NALEO is handing out posters that illustrate the arrival of Mary and Joseph in Bethlehem. NALEO explains that the Gospel of Luke indicates that the reason Jesus was born in Bethlehem is because Joseph and Mary were fulfilling their civic duty by returning to the town to be counted by the Roman census. A poster printed by NALEO reads: “This is how Jesus was born, Joseph and Mary participated in the Census.” Nick Kimball, spokesman at the Commerce Department (which oversees the Census Bureau), said that the government played no role in creating the posters.
However, Rivera calls NALEO’s new campaign a “blasphemous” “assault against our Christian faith” and accuses the group of violating “the concept of separation of church and state.” Rivera, who has been using his position as an influential religious leader to promote his boycott, seems to be missing the irony.

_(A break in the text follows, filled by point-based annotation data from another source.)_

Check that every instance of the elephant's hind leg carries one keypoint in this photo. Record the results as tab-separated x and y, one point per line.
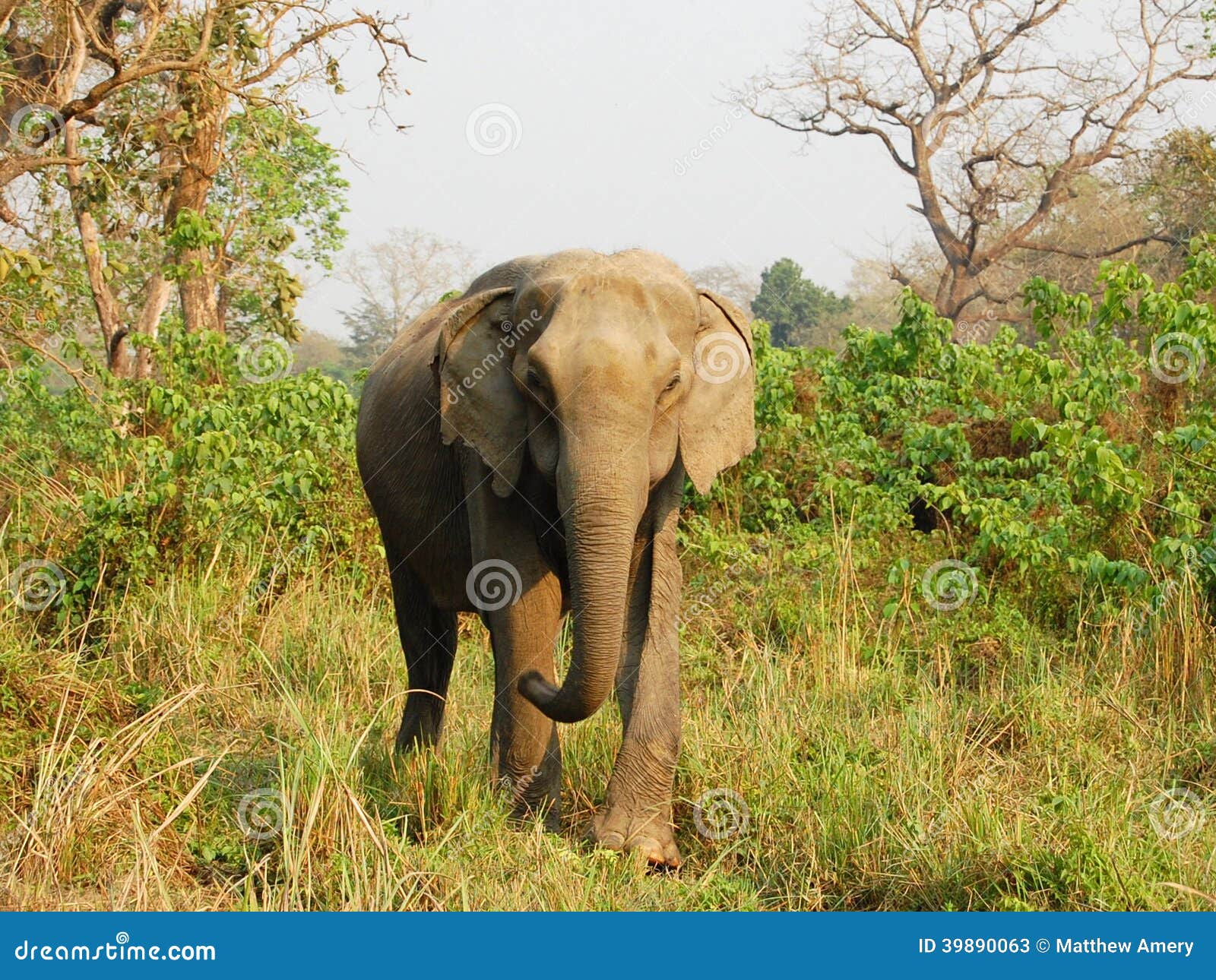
429	640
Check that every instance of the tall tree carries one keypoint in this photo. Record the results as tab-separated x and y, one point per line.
737	283
145	115
796	308
395	280
991	123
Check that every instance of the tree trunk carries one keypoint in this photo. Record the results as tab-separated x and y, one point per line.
200	160
109	315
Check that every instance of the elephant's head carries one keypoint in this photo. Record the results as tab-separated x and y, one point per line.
603	370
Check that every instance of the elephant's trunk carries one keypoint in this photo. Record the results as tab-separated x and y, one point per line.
602	514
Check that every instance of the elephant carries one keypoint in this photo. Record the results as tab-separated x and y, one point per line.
524	447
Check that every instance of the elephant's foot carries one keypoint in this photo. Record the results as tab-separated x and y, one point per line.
638	834
421	724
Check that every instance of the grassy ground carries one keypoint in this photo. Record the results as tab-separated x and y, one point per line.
190	749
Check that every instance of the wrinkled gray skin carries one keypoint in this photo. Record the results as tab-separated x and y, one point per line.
546	419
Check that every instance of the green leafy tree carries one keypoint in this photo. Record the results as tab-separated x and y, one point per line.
796	308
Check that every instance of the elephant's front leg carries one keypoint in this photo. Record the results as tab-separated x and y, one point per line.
636	815
523	743
521	603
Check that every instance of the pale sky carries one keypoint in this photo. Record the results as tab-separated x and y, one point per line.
603	106
611	101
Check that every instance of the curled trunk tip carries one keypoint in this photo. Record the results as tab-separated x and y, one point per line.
551	702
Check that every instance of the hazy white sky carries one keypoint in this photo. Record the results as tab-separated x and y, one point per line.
602	106
611	101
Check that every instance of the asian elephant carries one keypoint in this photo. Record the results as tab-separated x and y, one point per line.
524	449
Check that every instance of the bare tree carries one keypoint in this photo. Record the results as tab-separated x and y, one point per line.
74	70
736	283
398	279
990	121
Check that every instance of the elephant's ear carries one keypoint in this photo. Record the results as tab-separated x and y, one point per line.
478	400
717	425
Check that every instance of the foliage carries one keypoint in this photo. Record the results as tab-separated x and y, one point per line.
1078	467
116	480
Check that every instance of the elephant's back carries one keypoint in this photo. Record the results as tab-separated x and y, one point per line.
410	477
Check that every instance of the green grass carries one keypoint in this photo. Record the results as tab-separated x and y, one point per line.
917	760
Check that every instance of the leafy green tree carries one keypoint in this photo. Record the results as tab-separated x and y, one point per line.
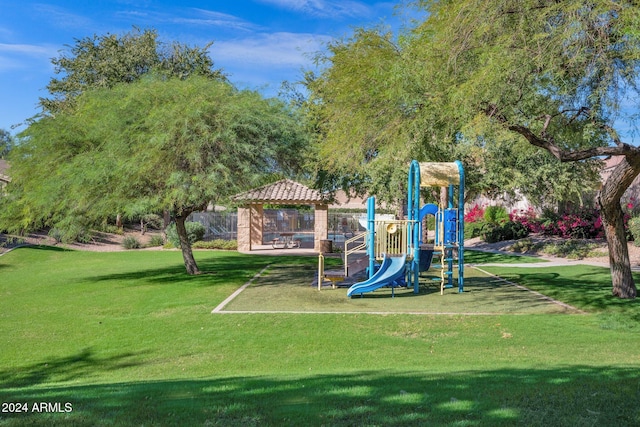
151	145
102	61
553	74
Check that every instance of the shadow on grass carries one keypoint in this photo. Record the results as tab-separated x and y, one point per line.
216	267
579	395
481	257
585	287
74	367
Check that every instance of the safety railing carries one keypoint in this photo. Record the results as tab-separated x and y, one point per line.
356	246
393	237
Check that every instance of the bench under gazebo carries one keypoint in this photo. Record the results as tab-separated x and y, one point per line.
283	192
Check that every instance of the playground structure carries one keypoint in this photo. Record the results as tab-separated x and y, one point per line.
399	250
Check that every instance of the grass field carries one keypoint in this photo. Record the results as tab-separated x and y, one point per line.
127	338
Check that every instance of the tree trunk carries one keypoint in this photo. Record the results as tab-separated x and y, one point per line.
166	220
621	277
187	254
613	221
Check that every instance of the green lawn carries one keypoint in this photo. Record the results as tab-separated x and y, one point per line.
127	338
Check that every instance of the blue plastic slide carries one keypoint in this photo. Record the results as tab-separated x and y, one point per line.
392	269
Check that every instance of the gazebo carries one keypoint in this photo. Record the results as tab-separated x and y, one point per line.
283	192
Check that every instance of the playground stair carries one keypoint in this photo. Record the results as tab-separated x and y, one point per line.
351	271
445	252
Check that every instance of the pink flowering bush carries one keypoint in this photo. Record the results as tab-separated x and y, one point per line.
476	213
581	224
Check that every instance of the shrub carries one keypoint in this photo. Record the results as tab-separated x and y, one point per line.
130	242
195	232
496	215
473	229
528	218
476	213
509	230
217	244
70	232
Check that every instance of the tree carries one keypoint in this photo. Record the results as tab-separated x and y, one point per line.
103	61
6	143
154	144
554	74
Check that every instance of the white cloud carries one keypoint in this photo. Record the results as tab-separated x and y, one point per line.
25	56
26	49
61	18
323	8
275	50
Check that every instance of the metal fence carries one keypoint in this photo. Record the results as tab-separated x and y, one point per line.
224	225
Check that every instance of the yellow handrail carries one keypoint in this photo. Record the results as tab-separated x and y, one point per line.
348	251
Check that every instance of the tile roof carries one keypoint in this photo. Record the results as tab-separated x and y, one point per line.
284	191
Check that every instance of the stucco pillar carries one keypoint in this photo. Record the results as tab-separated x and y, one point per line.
321	225
244	229
257	212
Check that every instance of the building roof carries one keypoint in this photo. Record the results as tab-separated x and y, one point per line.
284	191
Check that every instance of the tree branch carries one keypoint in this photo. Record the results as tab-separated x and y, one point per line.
620	149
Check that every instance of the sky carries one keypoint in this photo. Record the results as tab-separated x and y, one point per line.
258	43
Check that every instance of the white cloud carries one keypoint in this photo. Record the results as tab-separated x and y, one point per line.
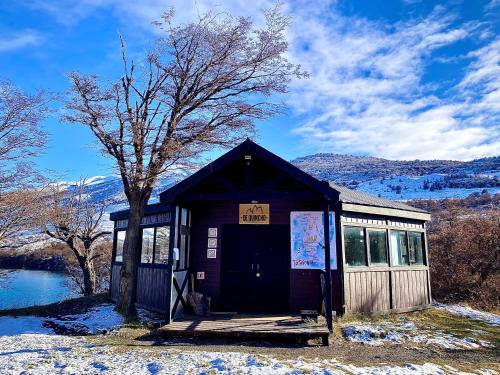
20	39
367	92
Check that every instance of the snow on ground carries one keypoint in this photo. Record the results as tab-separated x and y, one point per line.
28	346
405	332
52	354
465	311
100	319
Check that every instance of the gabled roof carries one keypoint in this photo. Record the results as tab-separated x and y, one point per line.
249	147
365	199
150	209
351	199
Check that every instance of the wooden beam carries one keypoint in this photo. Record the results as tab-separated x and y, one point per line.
179	291
328	270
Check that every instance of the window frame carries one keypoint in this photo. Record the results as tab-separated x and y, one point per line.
386	247
424	250
154	263
367	261
388	228
407	264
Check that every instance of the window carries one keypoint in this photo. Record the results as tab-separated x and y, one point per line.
355	247
399	249
148	235
120	239
378	246
183	239
162	244
415	248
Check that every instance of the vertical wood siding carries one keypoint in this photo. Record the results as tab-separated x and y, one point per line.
410	288
370	291
305	291
152	290
367	291
180	277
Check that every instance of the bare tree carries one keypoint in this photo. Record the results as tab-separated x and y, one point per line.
19	214
201	86
77	221
21	138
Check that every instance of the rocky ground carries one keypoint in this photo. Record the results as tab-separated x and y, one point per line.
88	336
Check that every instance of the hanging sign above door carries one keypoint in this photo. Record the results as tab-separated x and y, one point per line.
254	213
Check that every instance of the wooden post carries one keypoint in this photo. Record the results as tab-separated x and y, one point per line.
328	271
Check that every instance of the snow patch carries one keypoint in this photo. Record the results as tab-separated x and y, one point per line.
467	312
406	332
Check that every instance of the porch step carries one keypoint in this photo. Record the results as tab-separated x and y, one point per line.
247	327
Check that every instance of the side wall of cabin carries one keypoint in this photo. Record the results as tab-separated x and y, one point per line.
385	286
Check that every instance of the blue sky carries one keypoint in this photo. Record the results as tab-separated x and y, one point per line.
400	79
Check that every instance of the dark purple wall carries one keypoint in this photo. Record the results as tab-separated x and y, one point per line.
304	284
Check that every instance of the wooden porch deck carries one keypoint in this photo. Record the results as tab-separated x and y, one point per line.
247	327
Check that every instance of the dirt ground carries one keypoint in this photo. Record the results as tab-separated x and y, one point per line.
134	337
340	349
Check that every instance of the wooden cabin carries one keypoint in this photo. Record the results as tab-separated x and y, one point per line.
248	228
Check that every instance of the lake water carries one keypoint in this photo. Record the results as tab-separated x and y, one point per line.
24	288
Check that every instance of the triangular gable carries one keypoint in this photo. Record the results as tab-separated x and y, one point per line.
248	146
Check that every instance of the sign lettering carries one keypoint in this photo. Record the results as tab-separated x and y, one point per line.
254	213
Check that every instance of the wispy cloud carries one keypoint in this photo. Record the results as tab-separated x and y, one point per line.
20	39
367	95
368	92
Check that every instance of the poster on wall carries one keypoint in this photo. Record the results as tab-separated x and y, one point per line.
307	240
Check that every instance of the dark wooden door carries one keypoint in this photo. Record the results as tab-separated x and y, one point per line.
255	268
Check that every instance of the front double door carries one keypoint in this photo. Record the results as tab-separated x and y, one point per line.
255	274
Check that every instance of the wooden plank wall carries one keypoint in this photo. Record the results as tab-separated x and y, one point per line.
115	281
152	287
370	291
367	291
410	288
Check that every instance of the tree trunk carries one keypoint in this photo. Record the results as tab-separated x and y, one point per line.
128	273
89	278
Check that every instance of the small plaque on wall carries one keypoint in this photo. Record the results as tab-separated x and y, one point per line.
212	253
212	242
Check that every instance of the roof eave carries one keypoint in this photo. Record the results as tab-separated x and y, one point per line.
385	211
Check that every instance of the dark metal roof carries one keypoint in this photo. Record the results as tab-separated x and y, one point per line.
330	191
358	197
248	146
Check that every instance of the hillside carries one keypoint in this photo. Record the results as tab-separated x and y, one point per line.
392	179
406	180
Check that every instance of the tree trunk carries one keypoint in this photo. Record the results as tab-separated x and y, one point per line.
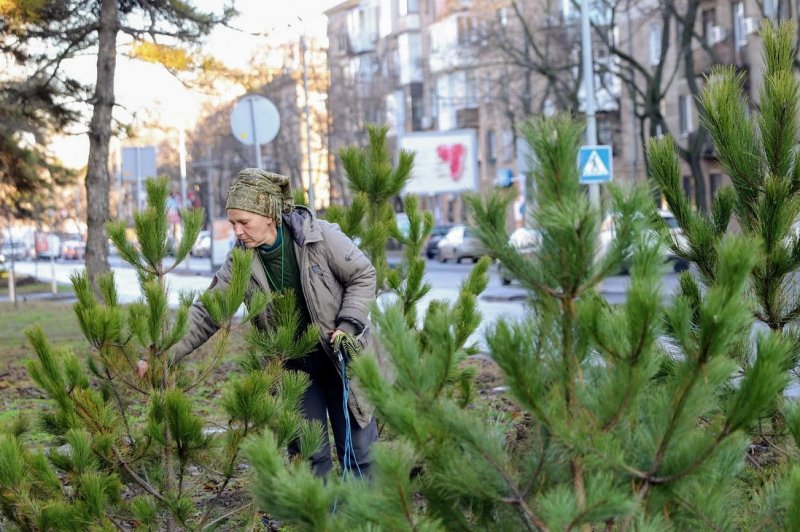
97	175
700	195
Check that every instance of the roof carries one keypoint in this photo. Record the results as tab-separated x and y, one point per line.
343	6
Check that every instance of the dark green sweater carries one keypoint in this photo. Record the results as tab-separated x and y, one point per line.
287	277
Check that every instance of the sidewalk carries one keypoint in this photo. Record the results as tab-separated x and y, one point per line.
614	289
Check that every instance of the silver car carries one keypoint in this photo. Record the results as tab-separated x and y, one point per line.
461	242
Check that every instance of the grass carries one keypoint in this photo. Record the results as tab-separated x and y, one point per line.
20	396
26	285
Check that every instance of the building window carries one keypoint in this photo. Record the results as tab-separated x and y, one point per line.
470	89
685	113
502	16
408	7
490	147
655	44
688	188
739	31
709	17
715	182
508	145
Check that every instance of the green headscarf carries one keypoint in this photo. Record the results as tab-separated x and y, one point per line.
261	192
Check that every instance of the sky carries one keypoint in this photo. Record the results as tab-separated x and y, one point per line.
142	88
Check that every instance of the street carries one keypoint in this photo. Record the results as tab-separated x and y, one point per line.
445	280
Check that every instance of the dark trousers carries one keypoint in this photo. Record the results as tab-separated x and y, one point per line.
324	399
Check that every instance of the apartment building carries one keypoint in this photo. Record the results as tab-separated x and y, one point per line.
445	67
725	33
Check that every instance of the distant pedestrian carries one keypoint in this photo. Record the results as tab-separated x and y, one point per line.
334	284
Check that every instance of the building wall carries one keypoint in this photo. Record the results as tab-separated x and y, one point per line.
467	80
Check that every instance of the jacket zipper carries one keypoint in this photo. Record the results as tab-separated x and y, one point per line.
305	279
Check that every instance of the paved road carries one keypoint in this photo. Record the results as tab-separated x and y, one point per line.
445	279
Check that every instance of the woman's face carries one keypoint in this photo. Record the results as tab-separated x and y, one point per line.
252	229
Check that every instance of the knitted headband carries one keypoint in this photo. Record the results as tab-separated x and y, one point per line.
261	192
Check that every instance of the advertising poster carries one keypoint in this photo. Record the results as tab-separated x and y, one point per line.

A lot of Rivera’s own critics have quietly accused him of staging a personal publicity stunt at the expense of his own community. Publicly, they have described him as a “misguided figure who could cause the loss of billions of federal dollars to Latino neighborhoods that need it most.” Even Latino pastors have affirmed that “a man of the cloth should not be pushing Latinos to do something that will ultimately hurt their community.”
Whether the poster is in poor taste or not, NALEO is responding to Rivera on his own turf by making an explicit religious appeal. The Pew Hispanic Research Center estimates that one in every six Latinos belongs to an evangelical church. Undocumented immigrants are among the least likely to participate in the Census and the Drum Major Institute warns that their non-participation could lead to inaccurate demographic information and result in costly mistakes in infrastructure, education, health care planning, and representation.